U.S. Department of Energy Accelerates AI With SambaNova Systems
Scientific researchers are exploring ways to combine artificial intelligence (AI) and machine learning (ML) for running complex scientific workloads to gain better performance and efficiency. To solve this problem, the United States Department of Energy’s National Nuclear Security Administration (DOE/NNSA), Lawrence Livermore National Laboratory (LLNL), and Los Alamos National Laboratory (LANL) announced a strategic partnership. The cornerstone of this partnership agreement is multiple installations of SambaNova Systems DataScale™.
SambaNova DataScale is a complete, integrated software and hardware systems platform optimized for dataflow from algorithms to silicon. LLNL is coupling DataScale into its Corona supercomputing system. Initial focus has been on using DataScale for National Ignition Facility applications. Corona is primarily being used for COVID-19 drug discovery and LLNL plans to apply DataScale to this workload.
Improved Performance, Accuracy, and Productivity With SambaNova DataScale
SambaNova DataScale is improving overall performance, accuracy, and productivity for these demanding research institutions.
It’s no surprise, as SambaNova DataScale is designed for both efficient deep-learning inference and training calculations. It features the SambaFlow™ software stack and the world’s first Reconfigurable Dataflow Unit, the Cardinal SN10™ RDU. The system contains eight RDUs—each one capable of supporting multiple simultaneous jobs or working seamlessly together to execute large-scale models.

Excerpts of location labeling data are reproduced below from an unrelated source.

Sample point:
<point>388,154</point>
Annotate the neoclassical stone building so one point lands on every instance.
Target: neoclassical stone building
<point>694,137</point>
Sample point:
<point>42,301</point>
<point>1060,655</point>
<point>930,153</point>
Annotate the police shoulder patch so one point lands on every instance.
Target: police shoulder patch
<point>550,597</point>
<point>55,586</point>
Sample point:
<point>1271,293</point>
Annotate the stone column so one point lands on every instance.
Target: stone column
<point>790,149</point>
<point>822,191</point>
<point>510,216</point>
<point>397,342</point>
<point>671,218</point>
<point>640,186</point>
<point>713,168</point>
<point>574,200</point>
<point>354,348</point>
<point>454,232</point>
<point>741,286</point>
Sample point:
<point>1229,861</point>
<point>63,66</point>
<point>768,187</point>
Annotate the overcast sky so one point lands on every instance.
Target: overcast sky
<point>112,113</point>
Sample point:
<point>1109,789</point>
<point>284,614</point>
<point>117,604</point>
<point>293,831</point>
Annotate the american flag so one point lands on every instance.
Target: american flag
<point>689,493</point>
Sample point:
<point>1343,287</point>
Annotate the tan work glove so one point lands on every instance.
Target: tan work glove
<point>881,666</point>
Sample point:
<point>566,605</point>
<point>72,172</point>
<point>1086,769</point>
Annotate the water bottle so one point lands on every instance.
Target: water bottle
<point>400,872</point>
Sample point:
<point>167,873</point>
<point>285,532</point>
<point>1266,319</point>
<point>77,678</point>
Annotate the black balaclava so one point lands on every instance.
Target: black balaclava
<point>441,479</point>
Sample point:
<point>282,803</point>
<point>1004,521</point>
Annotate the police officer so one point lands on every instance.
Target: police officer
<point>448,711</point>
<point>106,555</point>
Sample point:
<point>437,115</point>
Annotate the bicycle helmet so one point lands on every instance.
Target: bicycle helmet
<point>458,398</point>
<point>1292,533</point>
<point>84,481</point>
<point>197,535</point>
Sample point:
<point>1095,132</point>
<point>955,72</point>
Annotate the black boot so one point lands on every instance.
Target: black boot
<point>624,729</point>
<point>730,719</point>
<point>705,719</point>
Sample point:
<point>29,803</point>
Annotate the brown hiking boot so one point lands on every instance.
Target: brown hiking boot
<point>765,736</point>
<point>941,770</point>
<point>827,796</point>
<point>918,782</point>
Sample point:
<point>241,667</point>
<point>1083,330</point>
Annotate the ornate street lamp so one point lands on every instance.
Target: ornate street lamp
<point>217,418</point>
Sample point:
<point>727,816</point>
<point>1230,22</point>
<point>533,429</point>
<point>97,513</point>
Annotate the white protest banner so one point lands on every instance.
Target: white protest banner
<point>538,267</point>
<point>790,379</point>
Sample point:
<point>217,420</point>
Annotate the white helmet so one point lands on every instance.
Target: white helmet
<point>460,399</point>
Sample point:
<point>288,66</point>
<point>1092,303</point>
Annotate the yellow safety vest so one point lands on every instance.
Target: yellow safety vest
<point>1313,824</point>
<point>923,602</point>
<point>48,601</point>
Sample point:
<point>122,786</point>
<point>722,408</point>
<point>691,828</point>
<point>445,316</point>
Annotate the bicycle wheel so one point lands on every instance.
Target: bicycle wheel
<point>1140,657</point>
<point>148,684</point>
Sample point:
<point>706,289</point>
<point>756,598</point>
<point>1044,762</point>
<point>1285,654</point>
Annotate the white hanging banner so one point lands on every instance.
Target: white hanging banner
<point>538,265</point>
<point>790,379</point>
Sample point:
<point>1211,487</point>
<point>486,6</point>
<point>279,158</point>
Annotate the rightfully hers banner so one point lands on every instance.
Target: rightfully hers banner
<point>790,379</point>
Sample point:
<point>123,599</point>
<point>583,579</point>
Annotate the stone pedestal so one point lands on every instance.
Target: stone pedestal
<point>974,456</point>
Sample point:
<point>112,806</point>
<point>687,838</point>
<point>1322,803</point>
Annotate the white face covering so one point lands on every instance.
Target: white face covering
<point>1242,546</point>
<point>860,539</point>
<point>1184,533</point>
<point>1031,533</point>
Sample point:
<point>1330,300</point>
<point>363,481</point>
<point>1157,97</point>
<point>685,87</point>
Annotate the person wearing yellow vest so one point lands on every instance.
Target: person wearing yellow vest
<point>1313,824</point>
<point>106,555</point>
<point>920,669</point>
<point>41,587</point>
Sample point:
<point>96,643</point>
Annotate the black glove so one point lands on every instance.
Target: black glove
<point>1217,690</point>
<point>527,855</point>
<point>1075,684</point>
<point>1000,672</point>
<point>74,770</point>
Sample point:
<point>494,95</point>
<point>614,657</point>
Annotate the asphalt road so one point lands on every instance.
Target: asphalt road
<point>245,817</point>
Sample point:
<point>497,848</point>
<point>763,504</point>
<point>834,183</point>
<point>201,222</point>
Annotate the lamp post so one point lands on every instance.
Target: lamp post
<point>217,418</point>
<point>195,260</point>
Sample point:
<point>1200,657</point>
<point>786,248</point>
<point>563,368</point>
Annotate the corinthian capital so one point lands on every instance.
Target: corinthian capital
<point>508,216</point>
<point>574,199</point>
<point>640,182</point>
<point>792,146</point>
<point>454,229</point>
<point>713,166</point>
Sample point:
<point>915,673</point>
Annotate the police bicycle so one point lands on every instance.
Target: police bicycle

Ian Karlin is the principal HPC strategist at LLNL. After bringing SambaNova DataScale on-site in September, he has already reported that early tests have shown DataScale to be 5X or better when normalized against GPUs.
Karlin says DataScale was the right choice for LLNL for several reasons; chief among them was the integrated software and hardware systems and the ability to do both training and inference on one platform.
Computer scientist and LLNL Informatics Group Leader, Brian Van Essen explains, “We selected SambaNova for this procurement because one of the key features they have is the ability to do training and inference on small batch sizes. Inference at small scales is key; training on small batches is important for retraining and fine-tuning models. That’s something we’ll be doing.” He also cites “maturity of the programming model and the team’s expertise with the software stack” as a crucial aspect of the LLNL’s two-year engagement with SambaNova.
Over at LANL, the first application targeted for acceleration with DataScale is modeling quantum chemistry with density-functional theory (DFT)-level accuracy. LANL has developed a workflow for building machine learning models of interatomic energies and forces to enable molecular dynamics (MD) simulations with high accuracy in a computationally efficient manner. These ML models are very faithful to DFT reference calculations and enable reactive chemistry from first principles in support of materials science, chemistry, molecular biology, and drug design.
As reported, these calculations currently run on GPU hardware and are showing further promise of acceleration with the SambaNova DataScale system. An ongoing collaboration between SambaNova Systems and LANL scientists suggests the possibility of up to 5X speedup compared to the existing GPU implementation.
Exploring Breakthrough Advances
LLNL researchers are using SambaNova DataScale to continue exploring the combination of high-performance computing (HPC) and AI, an innovative effort LLNL calls “cognitive simulation” (CogSim). Researchers said the two systems working in tandem will enable more streamlined computation and allow them to move applications into this new computing model.
SambaNova DataScale’s ability to run dozens of inference models at once while performing scientific calculations on the Corona system will aid in their quest to use machine learning to accelerate key applications.
According to LLNL researchers, SambaNova DataScale will be used in the small molecule drug design work being applied to COVID-19 at LLNL, as well as to cancer through the ATOM (Accelerating Therapeutics for Opportunities in Medicine) project. Recent work has produced a machine learning model to improve COVID-19 drug design that uses small batch training. This is important for this type of model that converges best at small batches. SambaNova DataScale has the capability for efficient small batch training—a key differentiating feature that sets it apart from GPUs. This work will be integrated into drug design loops that generate new potential compounds that then are evaluated for safety and efficacy using HPC simulations on the Corona system.
LLNL’s COVID-19 machine learning model is a finalist for the Gordon Bell Special Prize for High Performance Computing-Based COVID-19 Research, which will be announced on Nov. 19.
The AI research taking place at labs such as LLNL and LANL is not unique to the public sector. Using similar techniques, forward-thinking enterprises are advancing their own AI initiatives and making significant progress.
Here at SambaNova Systems, we’re excited about the collaboration with DOE/NNSA, LLNL, and LANL. “SambaNova Systems is providing the platform for innovation to enable visionaries to achieve breakthrough advancements in their domains,” says Rodrigo Liang, our co-founder, and CEO.
Our partnership with the U.S. Department of Energy is just one example of how we are enabling this.